L’économie en forme de K a dominé le discours ces derniers temps, mais la courbe en J entre également dans le débat au milieu du débat sur l’impact de l’IA sur la productivité.
La courbe fait référence à l’idée selon laquelle les technologies à usage général comme l’IA ne produisent pas d’avantages immédiats. Au lieu de cela, les investissements massifs viennent en premier, masquant les gains initiaux. Ce n’est qu’après cette baisse initiale que la productivité décolle réellement, ce qui donne lieu à la forme en J. Mais pour certains, il n’est toujours pas certain que la transformation soit en train de se produire.

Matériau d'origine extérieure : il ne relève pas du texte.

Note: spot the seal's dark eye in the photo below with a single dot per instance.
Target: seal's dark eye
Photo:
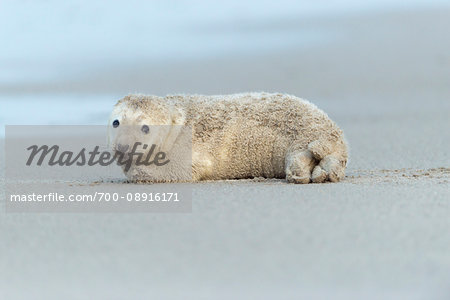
(145, 129)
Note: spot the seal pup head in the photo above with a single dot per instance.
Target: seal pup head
(148, 120)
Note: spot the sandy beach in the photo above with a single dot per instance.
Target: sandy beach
(383, 232)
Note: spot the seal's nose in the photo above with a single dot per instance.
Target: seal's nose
(121, 148)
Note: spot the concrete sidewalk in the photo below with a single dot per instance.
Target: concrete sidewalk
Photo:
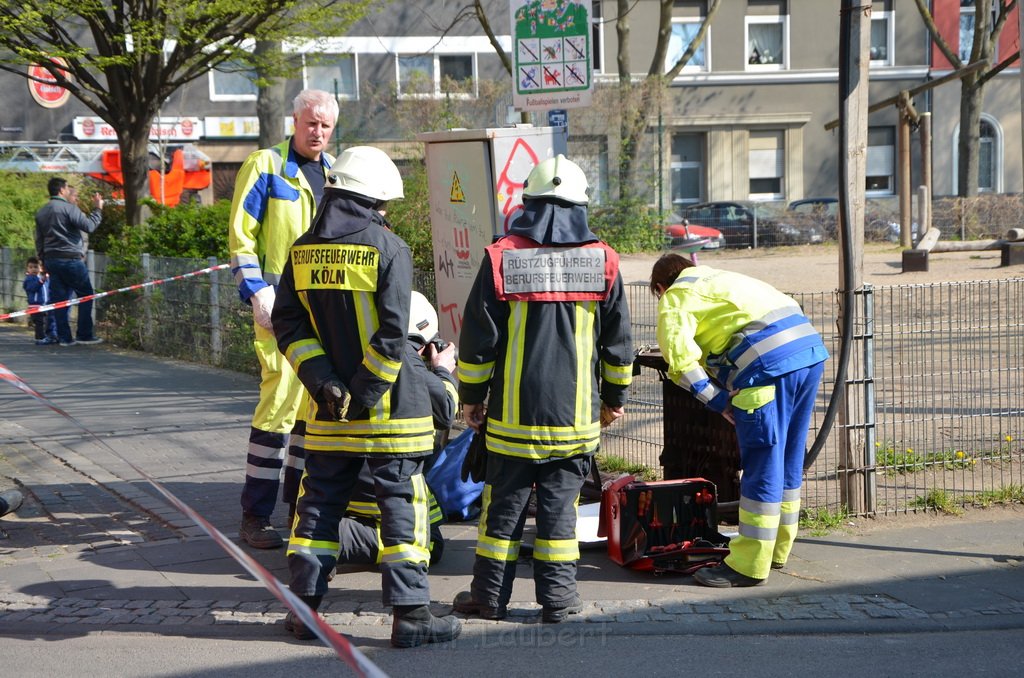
(95, 548)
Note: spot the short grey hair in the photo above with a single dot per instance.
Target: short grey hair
(315, 98)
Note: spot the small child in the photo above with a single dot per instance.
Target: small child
(37, 288)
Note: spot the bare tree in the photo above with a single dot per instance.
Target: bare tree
(123, 58)
(983, 48)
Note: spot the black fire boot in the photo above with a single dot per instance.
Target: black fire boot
(415, 625)
(295, 626)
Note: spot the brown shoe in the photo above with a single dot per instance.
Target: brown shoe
(724, 577)
(257, 533)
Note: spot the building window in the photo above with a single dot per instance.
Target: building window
(766, 164)
(968, 12)
(767, 43)
(434, 75)
(232, 82)
(883, 38)
(683, 33)
(332, 73)
(687, 169)
(881, 160)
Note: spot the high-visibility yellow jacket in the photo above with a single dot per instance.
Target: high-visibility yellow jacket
(546, 334)
(271, 207)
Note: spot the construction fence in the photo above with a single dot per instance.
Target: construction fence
(934, 390)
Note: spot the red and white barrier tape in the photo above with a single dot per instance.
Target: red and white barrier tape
(342, 647)
(71, 302)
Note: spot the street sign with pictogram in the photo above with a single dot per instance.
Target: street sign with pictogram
(551, 52)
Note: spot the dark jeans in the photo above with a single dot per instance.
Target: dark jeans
(67, 277)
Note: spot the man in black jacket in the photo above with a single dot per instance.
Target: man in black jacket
(59, 225)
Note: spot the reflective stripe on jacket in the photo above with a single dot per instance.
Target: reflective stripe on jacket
(271, 207)
(721, 330)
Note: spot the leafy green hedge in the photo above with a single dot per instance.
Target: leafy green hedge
(20, 196)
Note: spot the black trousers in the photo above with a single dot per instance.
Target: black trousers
(556, 551)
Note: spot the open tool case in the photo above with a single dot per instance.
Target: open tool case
(664, 526)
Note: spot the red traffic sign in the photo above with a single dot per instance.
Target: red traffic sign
(43, 87)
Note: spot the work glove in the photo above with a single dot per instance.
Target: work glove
(262, 302)
(334, 396)
(475, 464)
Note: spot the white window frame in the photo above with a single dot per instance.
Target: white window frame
(697, 165)
(436, 75)
(214, 96)
(892, 164)
(672, 56)
(779, 165)
(342, 95)
(890, 18)
(781, 19)
(997, 151)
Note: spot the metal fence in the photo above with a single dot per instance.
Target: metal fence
(935, 388)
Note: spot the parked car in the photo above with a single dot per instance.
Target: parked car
(824, 213)
(751, 223)
(681, 231)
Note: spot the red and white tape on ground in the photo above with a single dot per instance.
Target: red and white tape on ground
(344, 649)
(71, 302)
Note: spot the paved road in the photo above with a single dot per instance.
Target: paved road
(94, 550)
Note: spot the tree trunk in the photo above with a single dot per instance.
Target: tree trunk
(972, 96)
(269, 100)
(134, 145)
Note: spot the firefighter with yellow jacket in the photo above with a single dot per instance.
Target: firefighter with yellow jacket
(545, 357)
(275, 196)
(341, 319)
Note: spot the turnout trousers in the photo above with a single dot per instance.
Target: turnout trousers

L’économiste en chef d’Apollo, Torsten Slok, a plaisanté en disant que « l’IA est partout, sauf les données macroéconomiques entrantes », rappelant la célèbre citation de Robert Solow sur la révolution du PC. Slok a ajouté que les statistiques sur l’emploi, la productivité et l’inflation ne montrent pas encore de signes de la nouvelle technologie. Pendant ce temps, les marges bénéficiaires et les prévisions de bénéfices des sociétés du S&P 500 en dehors des « 7 magnifiques » manquent également de preuves de l’efficacité de l’IA.
“Il y a peut-être un effet de courbe en J pour l’IA, où il faut du temps pour que l’IA apparaisse dans les données macro. Peut-être pas”, a-t-il écrit dans une note samedi.
Mais dans un article du Financial Times intitulé « Le décollage de la productivité de l’IA est enfin visible », l’économiste Erik Brynjolfsson a souligné le dernier rapport sur l’emploi du Bureau of Labor Statistics comme preuve que « le brouillard pourrait enfin se dissiper ».
Le rapport de mercredi a révisé le chiffre de la croissance de l’emploi en 2025 à seulement 181 000, en baisse par rapport au chiffre initial de 584 000 et au gain de 2024 de 1,46 million.
Étant donné que l’économie a continué de croître à un rythme sain et a ajouté si peu de travailleurs l’année dernière, avec un PIB en hausse de 3,7 % au quatrième trimestre, cela suggère une augmentation de la productivité.
Brynjolfsson a déclaré que sa propre analyse suggère que la productivité américaine a augmenté d’environ 2,7 % en 2025, soit près du double de la moyenne annuelle de 1,4 % observée au cours de la dernière décennie.
“Les données américaines mises à jour pour 2025 suggèrent que nous passons désormais de cette phase d’investissement à une phase de récolte où les efforts antérieurs commencent à se manifester sous forme de production mesurable”, a-t-il déclaré.
Brynjolfsson, directeur du laboratoire d’économie numérique de l’université de Stanford qui étudiait l’IA avant que ChatGPT ne prenne d’assaut le monde, a publié l’année dernière une étude inédite montrant que l’IA affectait de manière disproportionnée les travailleurs débutants, en particulier ceux âgés de 22 à 25 ans dans les professions fortement exposées à l’IA.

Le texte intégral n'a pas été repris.